L’agentivité est un pilier fondamental dans la conception et l’appréciation des jeux de rôle, reflétant la quête de sens et d’impact dans un univers partagé. Elle illustre la beauté des JDR : la co-création d’histoires où chaque joueur peut laisser une empreinte durable sur le récit commun.
Débat
L’agentivité fait l’objet de débats nourris au sein de la communauté rôliste, qui révèlent des conceptions divergentes de ce qu’est, ou devrait être, un jeu de rôle. Une première controverse oppose les défenseurs d’une agentivité maximale, parfois qualifiés de partisans du player empowerment, aux tenants d’une approche plus traditionnelle où le MJ conserve une autorité narrative prééminente. Les premiers reprochent à la posture classique de réduire les joueurs à des spectateurs d’une histoire écrite à l’avance ; les seconds objectent qu’une trop grande dispersion de l’autorité narrative peut diluer la cohérence dramatique et compromettre l’immersion fictionnelle.
Un deuxième débat concerne la distinction entre agentivité diégétique (l’impact sur la fiction par l’action des personnages) et agentivité méta-narrative (l’impact direct sur le récit en tant qu’auteur). Certains puristes considèrent que seule la première relève authentiquement du jeu de rôle, et que la seconde glisse vers l’écriture collaborative ou l’improvisation théâtrale. Les jeux dits “narrativistes”, au contraire, revendiquent la légitimité de cette agentivité méta-narrative comme enrichissement du média.
Une troisième controverse, plus pragmatique, porte sur les limites pratiques de l’agentivité : un MJ ne peut anticiper toutes les directions imaginables, et l’illusion d’agentivité (techniques de quantum ogre ou de schrödinger’s gun, où le MJ déplace les éléments narratifs en fonction des choix des joueurs) est parfois défendue comme un compromis pragmatique, parfois dénoncée comme une trahison du contrat ludique.

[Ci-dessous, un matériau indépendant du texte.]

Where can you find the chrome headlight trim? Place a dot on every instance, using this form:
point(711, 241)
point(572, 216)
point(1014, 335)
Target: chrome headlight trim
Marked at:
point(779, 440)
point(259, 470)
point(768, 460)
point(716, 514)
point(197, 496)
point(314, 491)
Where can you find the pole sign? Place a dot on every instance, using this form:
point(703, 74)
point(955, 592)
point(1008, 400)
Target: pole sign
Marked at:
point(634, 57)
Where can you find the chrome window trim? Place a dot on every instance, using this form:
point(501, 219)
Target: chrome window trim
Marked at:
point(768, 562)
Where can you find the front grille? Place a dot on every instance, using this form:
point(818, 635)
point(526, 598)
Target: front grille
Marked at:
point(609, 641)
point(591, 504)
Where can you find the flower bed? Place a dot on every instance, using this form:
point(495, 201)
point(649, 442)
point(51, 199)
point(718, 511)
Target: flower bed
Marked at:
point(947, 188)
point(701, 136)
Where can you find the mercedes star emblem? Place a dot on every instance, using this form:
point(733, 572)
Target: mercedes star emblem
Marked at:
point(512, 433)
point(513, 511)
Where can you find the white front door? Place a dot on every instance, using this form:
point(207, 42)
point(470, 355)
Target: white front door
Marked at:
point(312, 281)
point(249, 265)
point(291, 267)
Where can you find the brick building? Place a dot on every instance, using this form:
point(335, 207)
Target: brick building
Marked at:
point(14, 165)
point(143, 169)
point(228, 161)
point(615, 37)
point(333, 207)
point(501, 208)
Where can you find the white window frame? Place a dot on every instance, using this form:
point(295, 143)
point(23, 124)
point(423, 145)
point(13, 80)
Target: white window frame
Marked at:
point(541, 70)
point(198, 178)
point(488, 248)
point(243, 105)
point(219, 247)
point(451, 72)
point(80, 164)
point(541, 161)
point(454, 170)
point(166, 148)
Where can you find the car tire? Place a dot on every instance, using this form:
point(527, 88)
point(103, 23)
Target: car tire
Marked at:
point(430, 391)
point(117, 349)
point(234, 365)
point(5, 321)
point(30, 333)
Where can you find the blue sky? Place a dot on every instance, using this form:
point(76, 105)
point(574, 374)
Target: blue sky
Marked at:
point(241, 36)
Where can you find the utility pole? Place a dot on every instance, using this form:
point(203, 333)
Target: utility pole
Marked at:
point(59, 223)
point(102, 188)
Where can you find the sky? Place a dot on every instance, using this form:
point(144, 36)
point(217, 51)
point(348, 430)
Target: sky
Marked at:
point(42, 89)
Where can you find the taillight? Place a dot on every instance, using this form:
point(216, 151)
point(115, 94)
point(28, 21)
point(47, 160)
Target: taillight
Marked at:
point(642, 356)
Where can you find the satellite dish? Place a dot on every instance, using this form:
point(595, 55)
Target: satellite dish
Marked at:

Enfin, certaines voix, notamment dans les études féministes et postcoloniales du jeu, interrogent la distribution effective de l’agentivité autour de la table, soulignant que des dynamiques sociales (genre, ancienneté, personnalité) peuvent restreindre de facto l’agentivité de certains participants, indépendamment des règles formelles.
Variantes et Synonymes
autonomie du joueur, pouvoir décisionnel, liberté narrative, pouvoir de décision du joueur, autonomie narrative, liberté de choix, capacité d’action, player agency (terme anglais d’origine), souveraineté narrative, autorité du joueur, empowerment ludique, co-autorité narrative
Il convient de noter que ces termes ne sont pas strictement équivalents : “liberté narrative” insiste sur la dimension récit, tandis que “pouvoir décisionnel” met l’accent sur le moment du choix ; “autorité du joueur” évoque une dimension politique de la distribution des pouvoirs autour de la table, là où “agentivité” conserve une portée plus analytique et descriptive.